В отличие от своей деловой и энергичной подруги, Катерина Дронова проснулась в этот день чрезвычайно поздно. Впрочем, она просыпалась так же поздно и вчера, и позавчера, и третьего дня… она была человеком творческого труда и пребывала в непоколебимом убеждении, что творческим натурам ни к чему подниматься ни свет ни заря. Самыми любимыми у нее были вечерние часы, и именно их она обычно уделяла работе.
Правда, когда дома был ее любимый муж, ученый с мировым именем профессор Кряквин, она вставала значительно раньше, чтобы накормить мужа завтраком и проводить на работу. Но это случалось не слишком часто, потому что профессор изучал африканские племена и большую часть времени проводил в дальних походах и экспедициях. После особенно долгой экспедиции Катя поставила вопрос ребром и настояла на том, чтобы муж прекратил столь дальние поездки. И это ей удалось: профессор перестал ездить в Африку, но по-прежнему время от времени улетал в разные европейские и прочие университеты – читать лекции или выступать с докладами.
И сейчас он тоже находился в отлучке, а Катя, пользуясь этим, отсыпалась в свое удовольствие.
Она блаженно потянулась, перевернулась на бок и представила, как сейчас славненько позавтракает. ..
Перед ее мысленным взором предстала огромная чашка дымящегося кофе со сливками, и громадный бутерброд, который она непременно соорудит, уложив в несколько рядов ломти ветчины и куски свежего сыра. Конечно, было бы совсем хорошо, если бы эту чашку кофе и этот бутерброд кто-нибудь сделал за нее и принес прямо в постель, но нужно быть реалистом и не ждать от жизни слишком многого. В конце концов, она может встать, приготовить себе завтрак и снова уютненько забраться в постель.
С этой мыслью она перевернулась на другой бок…
И охнула.
Бок болел. Он был здорово ушиблен.
И тут Катерина разом вспомнила кучу неприятных вещей. Она вспомнила, как на нее напали двое отвратительных типов… вспомнила, как упала на асфальт… тогда-то она и ушибла бок! Она вспомнила, как ей на помощь пришел могучий Леонтий Хвощ… Впрочем, это было уже не столь неприятно.

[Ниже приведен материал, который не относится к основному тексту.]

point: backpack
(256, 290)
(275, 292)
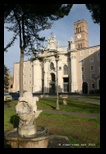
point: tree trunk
(21, 71)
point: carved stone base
(64, 102)
(27, 131)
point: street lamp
(57, 100)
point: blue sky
(63, 29)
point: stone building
(76, 66)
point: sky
(62, 28)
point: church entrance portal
(52, 84)
(85, 88)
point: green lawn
(73, 105)
(79, 130)
(93, 97)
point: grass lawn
(73, 105)
(79, 130)
(92, 96)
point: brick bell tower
(81, 34)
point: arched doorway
(99, 84)
(85, 88)
(52, 84)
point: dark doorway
(66, 84)
(99, 84)
(52, 84)
(85, 88)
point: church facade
(74, 68)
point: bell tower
(81, 34)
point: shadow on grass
(15, 121)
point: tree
(26, 21)
(6, 78)
(95, 12)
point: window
(78, 29)
(79, 46)
(99, 69)
(83, 69)
(92, 68)
(51, 66)
(93, 85)
(65, 69)
(91, 59)
(81, 53)
(59, 68)
(83, 76)
(92, 76)
(82, 61)
(24, 82)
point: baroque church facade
(74, 68)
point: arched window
(98, 56)
(52, 77)
(51, 66)
(65, 69)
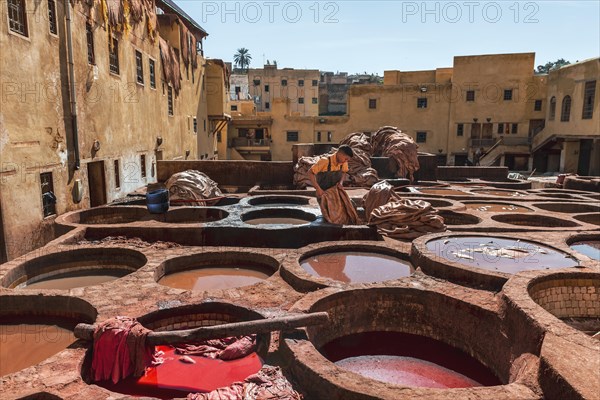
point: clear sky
(373, 36)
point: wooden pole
(86, 331)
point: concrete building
(300, 87)
(333, 93)
(495, 102)
(239, 87)
(570, 141)
(95, 101)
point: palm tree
(242, 58)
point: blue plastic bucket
(157, 201)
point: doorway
(97, 183)
(475, 131)
(487, 131)
(585, 156)
(3, 250)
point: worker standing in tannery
(330, 171)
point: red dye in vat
(407, 360)
(175, 378)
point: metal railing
(245, 142)
(482, 142)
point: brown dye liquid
(357, 267)
(407, 360)
(66, 281)
(24, 345)
(211, 278)
(496, 207)
(277, 221)
(502, 193)
(590, 248)
(443, 192)
(589, 326)
(499, 254)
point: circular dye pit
(34, 328)
(207, 278)
(569, 207)
(558, 195)
(442, 192)
(534, 220)
(188, 215)
(25, 344)
(73, 269)
(500, 193)
(108, 215)
(174, 378)
(278, 201)
(407, 360)
(454, 218)
(590, 248)
(497, 207)
(212, 271)
(357, 267)
(278, 216)
(435, 203)
(399, 342)
(499, 254)
(72, 280)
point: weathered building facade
(100, 92)
(491, 102)
(570, 141)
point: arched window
(565, 112)
(552, 108)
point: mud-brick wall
(569, 297)
(234, 173)
(490, 173)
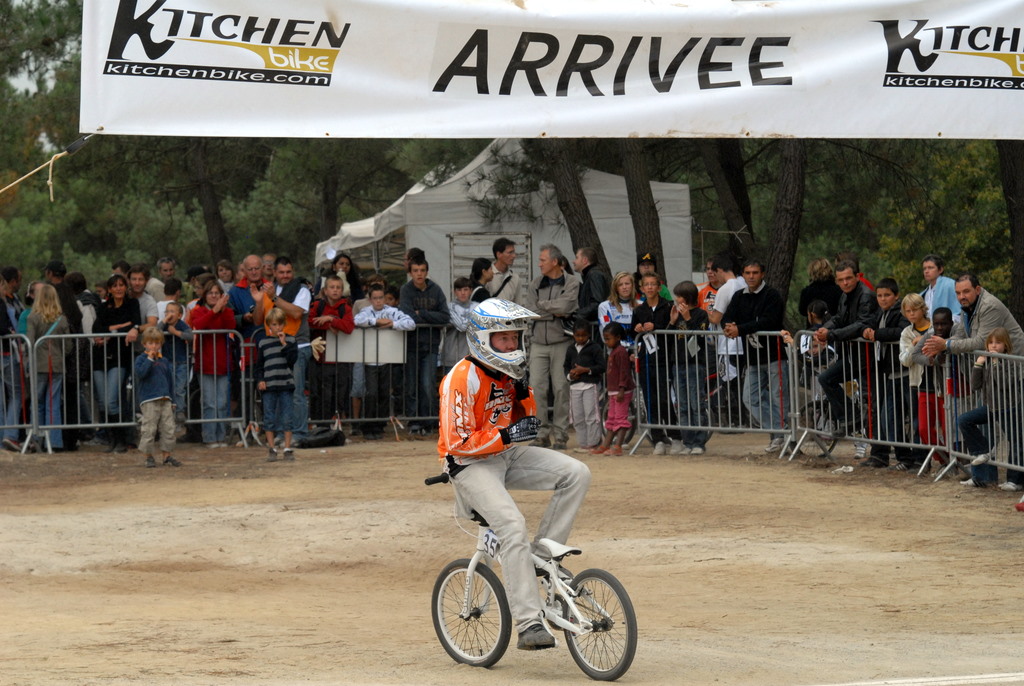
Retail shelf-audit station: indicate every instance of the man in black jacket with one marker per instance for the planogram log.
(423, 300)
(890, 397)
(766, 390)
(595, 289)
(856, 310)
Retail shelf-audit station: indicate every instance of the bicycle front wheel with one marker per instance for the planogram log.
(606, 652)
(476, 632)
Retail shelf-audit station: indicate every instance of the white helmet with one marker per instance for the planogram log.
(491, 316)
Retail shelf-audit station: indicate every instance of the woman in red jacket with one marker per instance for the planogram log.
(214, 359)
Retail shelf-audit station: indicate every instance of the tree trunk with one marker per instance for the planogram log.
(329, 202)
(562, 171)
(216, 233)
(723, 159)
(1012, 173)
(788, 211)
(643, 210)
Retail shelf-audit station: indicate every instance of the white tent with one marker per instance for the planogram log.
(448, 221)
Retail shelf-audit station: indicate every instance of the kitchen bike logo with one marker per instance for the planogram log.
(293, 51)
(947, 56)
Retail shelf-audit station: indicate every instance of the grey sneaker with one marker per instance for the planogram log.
(536, 637)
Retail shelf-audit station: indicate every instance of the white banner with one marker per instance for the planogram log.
(489, 69)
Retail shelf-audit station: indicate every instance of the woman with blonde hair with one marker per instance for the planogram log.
(47, 319)
(11, 382)
(620, 305)
(822, 286)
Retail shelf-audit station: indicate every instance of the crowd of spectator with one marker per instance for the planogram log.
(216, 319)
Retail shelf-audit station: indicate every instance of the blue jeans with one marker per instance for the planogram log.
(48, 404)
(692, 395)
(10, 399)
(216, 399)
(300, 402)
(421, 388)
(107, 385)
(762, 387)
(833, 380)
(974, 426)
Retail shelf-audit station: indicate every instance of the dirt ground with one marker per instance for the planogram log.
(743, 569)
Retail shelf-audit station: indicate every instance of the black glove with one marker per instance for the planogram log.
(521, 389)
(524, 429)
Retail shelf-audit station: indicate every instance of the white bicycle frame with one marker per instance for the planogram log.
(488, 549)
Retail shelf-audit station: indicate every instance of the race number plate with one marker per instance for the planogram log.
(492, 545)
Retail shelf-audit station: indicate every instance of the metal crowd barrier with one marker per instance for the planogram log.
(15, 375)
(89, 395)
(698, 382)
(860, 390)
(906, 404)
(986, 421)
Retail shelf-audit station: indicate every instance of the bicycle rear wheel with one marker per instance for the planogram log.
(606, 652)
(480, 637)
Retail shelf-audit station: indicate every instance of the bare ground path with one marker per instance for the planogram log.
(743, 569)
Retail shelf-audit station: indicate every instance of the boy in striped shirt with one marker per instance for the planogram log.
(275, 355)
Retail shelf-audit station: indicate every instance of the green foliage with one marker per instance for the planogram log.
(960, 214)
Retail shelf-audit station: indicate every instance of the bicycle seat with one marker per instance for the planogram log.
(556, 550)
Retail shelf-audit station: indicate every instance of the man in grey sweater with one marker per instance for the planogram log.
(553, 295)
(981, 312)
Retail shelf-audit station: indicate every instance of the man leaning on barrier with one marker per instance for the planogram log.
(891, 389)
(981, 313)
(856, 309)
(759, 307)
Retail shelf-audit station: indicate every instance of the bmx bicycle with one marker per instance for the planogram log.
(473, 623)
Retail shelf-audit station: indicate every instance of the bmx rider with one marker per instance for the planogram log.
(486, 410)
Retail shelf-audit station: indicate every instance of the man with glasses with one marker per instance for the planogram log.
(506, 284)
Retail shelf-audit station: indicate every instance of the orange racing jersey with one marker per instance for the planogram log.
(476, 403)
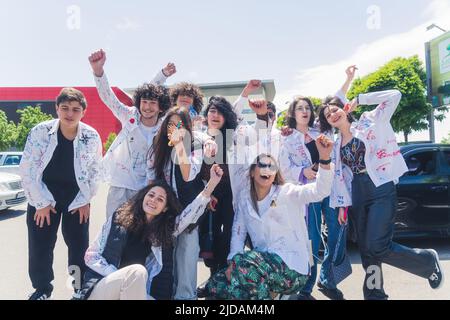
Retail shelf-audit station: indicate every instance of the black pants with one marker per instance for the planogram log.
(373, 214)
(222, 224)
(41, 243)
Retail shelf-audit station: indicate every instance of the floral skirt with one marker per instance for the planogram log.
(254, 276)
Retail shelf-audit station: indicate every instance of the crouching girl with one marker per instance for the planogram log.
(127, 254)
(272, 213)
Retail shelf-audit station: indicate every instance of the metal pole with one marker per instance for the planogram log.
(430, 92)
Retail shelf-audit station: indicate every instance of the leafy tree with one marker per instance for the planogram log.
(447, 139)
(8, 132)
(111, 137)
(409, 77)
(29, 117)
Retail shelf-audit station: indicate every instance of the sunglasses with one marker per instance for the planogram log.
(269, 166)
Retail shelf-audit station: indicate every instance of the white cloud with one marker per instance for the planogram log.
(325, 79)
(127, 24)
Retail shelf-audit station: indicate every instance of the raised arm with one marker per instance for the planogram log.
(387, 102)
(119, 109)
(242, 101)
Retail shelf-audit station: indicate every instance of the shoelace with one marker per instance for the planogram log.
(434, 277)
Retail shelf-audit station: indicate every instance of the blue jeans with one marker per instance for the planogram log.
(186, 258)
(315, 211)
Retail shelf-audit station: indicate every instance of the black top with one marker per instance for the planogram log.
(59, 175)
(135, 251)
(312, 148)
(352, 155)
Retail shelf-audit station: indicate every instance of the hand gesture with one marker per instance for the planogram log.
(175, 133)
(251, 87)
(43, 215)
(309, 173)
(324, 146)
(350, 71)
(216, 174)
(342, 219)
(97, 60)
(84, 212)
(258, 106)
(169, 70)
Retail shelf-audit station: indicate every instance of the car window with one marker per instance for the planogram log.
(12, 160)
(421, 163)
(446, 154)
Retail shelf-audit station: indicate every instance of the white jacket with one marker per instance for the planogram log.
(282, 228)
(41, 144)
(124, 164)
(384, 162)
(294, 155)
(154, 263)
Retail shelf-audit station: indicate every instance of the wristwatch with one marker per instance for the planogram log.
(325, 161)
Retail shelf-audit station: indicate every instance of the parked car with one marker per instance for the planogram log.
(424, 192)
(9, 162)
(11, 191)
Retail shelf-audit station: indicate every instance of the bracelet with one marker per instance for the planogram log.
(325, 162)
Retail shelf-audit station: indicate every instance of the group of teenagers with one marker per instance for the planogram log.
(189, 181)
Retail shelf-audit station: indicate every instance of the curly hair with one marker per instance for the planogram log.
(161, 151)
(290, 117)
(188, 89)
(323, 122)
(150, 91)
(225, 109)
(159, 232)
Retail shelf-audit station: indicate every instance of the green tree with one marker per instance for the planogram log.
(29, 117)
(447, 139)
(111, 137)
(281, 120)
(409, 77)
(8, 132)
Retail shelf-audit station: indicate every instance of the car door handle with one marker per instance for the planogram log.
(439, 188)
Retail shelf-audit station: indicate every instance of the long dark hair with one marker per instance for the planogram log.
(323, 122)
(153, 92)
(188, 89)
(161, 150)
(159, 232)
(279, 180)
(290, 118)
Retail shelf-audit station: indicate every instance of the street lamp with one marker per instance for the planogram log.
(429, 93)
(431, 26)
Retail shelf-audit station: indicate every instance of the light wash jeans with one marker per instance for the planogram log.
(315, 211)
(186, 258)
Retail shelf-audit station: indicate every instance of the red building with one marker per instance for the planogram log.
(98, 114)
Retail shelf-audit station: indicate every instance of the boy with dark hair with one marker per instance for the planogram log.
(124, 164)
(60, 173)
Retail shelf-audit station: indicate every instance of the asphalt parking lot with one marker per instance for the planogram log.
(15, 284)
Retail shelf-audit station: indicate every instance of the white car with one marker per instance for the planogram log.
(11, 191)
(9, 161)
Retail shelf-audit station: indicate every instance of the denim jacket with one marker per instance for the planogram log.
(41, 143)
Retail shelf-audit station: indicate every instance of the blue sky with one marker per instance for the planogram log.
(303, 45)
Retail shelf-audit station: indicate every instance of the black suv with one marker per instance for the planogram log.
(424, 192)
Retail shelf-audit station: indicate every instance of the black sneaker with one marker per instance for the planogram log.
(333, 294)
(436, 280)
(302, 296)
(40, 295)
(76, 295)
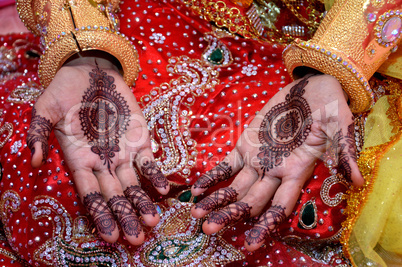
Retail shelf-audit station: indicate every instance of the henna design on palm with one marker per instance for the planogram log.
(125, 213)
(284, 128)
(230, 214)
(151, 171)
(220, 173)
(39, 131)
(342, 148)
(267, 225)
(140, 200)
(98, 209)
(219, 198)
(104, 116)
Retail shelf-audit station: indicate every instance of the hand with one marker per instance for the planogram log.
(101, 131)
(276, 155)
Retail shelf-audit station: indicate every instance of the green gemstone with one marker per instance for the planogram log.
(308, 215)
(216, 56)
(185, 196)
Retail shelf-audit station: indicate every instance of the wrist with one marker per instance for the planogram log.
(94, 58)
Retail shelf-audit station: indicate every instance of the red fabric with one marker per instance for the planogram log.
(30, 221)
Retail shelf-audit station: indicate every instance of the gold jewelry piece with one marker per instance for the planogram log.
(352, 42)
(67, 27)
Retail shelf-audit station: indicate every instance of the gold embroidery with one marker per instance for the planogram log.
(326, 187)
(167, 112)
(186, 244)
(10, 202)
(71, 243)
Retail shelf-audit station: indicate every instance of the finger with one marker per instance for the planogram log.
(120, 206)
(282, 205)
(38, 135)
(217, 199)
(88, 188)
(229, 166)
(150, 170)
(256, 198)
(143, 204)
(224, 196)
(129, 222)
(347, 164)
(230, 214)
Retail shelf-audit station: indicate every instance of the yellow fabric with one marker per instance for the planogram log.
(376, 235)
(393, 65)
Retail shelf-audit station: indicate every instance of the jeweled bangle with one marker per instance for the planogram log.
(351, 43)
(69, 27)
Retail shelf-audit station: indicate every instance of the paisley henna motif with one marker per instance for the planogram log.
(125, 213)
(39, 131)
(284, 128)
(151, 171)
(267, 225)
(104, 116)
(222, 172)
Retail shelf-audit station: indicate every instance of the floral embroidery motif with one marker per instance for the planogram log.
(167, 108)
(185, 244)
(25, 93)
(16, 146)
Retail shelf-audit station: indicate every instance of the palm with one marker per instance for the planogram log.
(276, 154)
(102, 133)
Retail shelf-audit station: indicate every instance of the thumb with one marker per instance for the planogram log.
(38, 135)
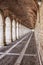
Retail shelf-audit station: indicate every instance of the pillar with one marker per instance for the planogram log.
(17, 30)
(8, 30)
(13, 30)
(1, 31)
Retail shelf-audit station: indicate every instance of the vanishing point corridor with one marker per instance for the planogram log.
(20, 52)
(21, 32)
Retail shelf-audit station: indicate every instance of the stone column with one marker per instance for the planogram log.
(17, 30)
(8, 30)
(1, 31)
(13, 30)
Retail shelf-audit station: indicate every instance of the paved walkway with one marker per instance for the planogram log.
(20, 52)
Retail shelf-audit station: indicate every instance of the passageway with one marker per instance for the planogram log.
(20, 52)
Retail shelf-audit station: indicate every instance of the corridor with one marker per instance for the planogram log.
(21, 32)
(20, 52)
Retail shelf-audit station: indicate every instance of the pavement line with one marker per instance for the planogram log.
(12, 47)
(18, 61)
(18, 54)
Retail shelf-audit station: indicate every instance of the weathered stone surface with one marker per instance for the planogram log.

Короче, она вспомнила вчерашний вечер.
Вспомнила выставку Хвоща и его единомышленников, завершившее мероприятие потребление истинного искусства, собственное заточение в туалете и множество других столь же неприятных вещей.
В частности, вспомнила, что те двое уродов отобрали у нее чужой чемоданчик. Причем не тот чемоданчик, который она взяла у Жанниного знакомого…
Тут она вспомнила: Жанна утверждала, что знать не знает того человека. И что она ей вовсе не звонила.
А почему, интересно, Жанна вообще не пришла на вчерашнюю выставку? Неужели у нее, как всегда, нашлись какие-то более важные дела? Подруга называется!
Катерина охнула и, потирая ушибленный бок, поднялась с тоскливо застонавшей кровати.